Er war wieder da - und er war hinter ihr her.
Mit zitternden Händen öffnete sie die oberste Schublade gleich neben der Spüle. Sie holte ein Tranchiermesser heraus, umklammerte es fest und hielt es vor sich, während sie über den Flur zum Schlafzimmer ging, bereit, bei der geringsten Bewegung zuzustechen. Sie wusste, wie dumm und lächerlich der Versuch war, es allein mit dem Postboten aufzunehmen - sie sollte zu einem Nachbarhaus laufen und die Polizei rufen -, aber er war zu weit gegangen. Trish hatte ihre Grenze erreicht, und sie wollte verdammt sein, wenn sie es zuließ, dass dieses Ungeheuer sie alle noch weiter terrorisierte.
Wenn er hier war, würde sie ihn umbringen.
Sie würde ihm seine verdammte Kehle durchschneiden.

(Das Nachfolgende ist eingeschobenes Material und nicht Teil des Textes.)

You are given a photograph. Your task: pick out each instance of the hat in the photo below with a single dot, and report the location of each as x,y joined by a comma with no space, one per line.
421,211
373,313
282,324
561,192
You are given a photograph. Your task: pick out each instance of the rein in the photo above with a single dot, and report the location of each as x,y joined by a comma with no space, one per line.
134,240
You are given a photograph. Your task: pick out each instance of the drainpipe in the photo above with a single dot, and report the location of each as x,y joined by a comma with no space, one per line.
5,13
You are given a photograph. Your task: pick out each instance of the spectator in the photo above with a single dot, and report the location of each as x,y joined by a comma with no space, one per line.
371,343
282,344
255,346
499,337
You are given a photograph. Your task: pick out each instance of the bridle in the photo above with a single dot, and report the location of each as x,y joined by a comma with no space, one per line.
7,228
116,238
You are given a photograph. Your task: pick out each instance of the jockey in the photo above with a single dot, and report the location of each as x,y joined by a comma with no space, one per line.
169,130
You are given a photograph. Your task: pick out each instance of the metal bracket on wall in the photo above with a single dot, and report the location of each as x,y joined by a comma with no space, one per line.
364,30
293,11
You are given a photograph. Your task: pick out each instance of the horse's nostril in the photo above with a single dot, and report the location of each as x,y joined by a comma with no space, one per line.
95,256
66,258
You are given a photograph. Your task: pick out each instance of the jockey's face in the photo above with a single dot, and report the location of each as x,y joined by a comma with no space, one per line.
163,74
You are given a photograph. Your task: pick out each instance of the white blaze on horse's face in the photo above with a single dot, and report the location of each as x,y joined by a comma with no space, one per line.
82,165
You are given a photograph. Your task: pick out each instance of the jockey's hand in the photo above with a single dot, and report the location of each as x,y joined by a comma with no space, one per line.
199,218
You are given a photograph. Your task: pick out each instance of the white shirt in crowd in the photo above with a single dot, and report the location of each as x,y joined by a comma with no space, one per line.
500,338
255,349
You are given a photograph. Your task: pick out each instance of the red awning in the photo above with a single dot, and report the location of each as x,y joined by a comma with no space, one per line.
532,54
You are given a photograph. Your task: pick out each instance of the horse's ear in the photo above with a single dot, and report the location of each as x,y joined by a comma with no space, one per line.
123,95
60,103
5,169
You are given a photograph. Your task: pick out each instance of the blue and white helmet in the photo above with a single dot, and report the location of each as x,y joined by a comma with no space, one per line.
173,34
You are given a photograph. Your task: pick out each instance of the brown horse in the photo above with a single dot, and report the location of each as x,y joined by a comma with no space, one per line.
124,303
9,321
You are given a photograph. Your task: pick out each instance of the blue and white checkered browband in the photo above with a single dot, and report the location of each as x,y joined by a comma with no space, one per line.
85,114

Er war nicht im Schlafzimmer. Das Messer in der Hand und bereit, jederzeit zuzustoßen, sah Trish im Schrank nach und schaute unter das Bett. Nichts. Sie steckte den Kopf ins Badezimmer. Alles leer. Sie wusste, dass er weder in der Küche noch im Wohnzimmer war, weil sie in beiden Räumen gewesen war.
Blieb nur das Loft.
Trish glaubte, oben einen Schritt knarren zu hören. Lauf weg, schrie ein Teil ihres Verstandes - der vernünftige Teil. Sieh zu, dass du hier rauskommst. Doch sie umklammerte das Messer noch fester und ging durch die Küche und das Wohnzimmer zur Treppe. Es war Tag, aber der obere Teil der Treppe lag wie immer im Schatten.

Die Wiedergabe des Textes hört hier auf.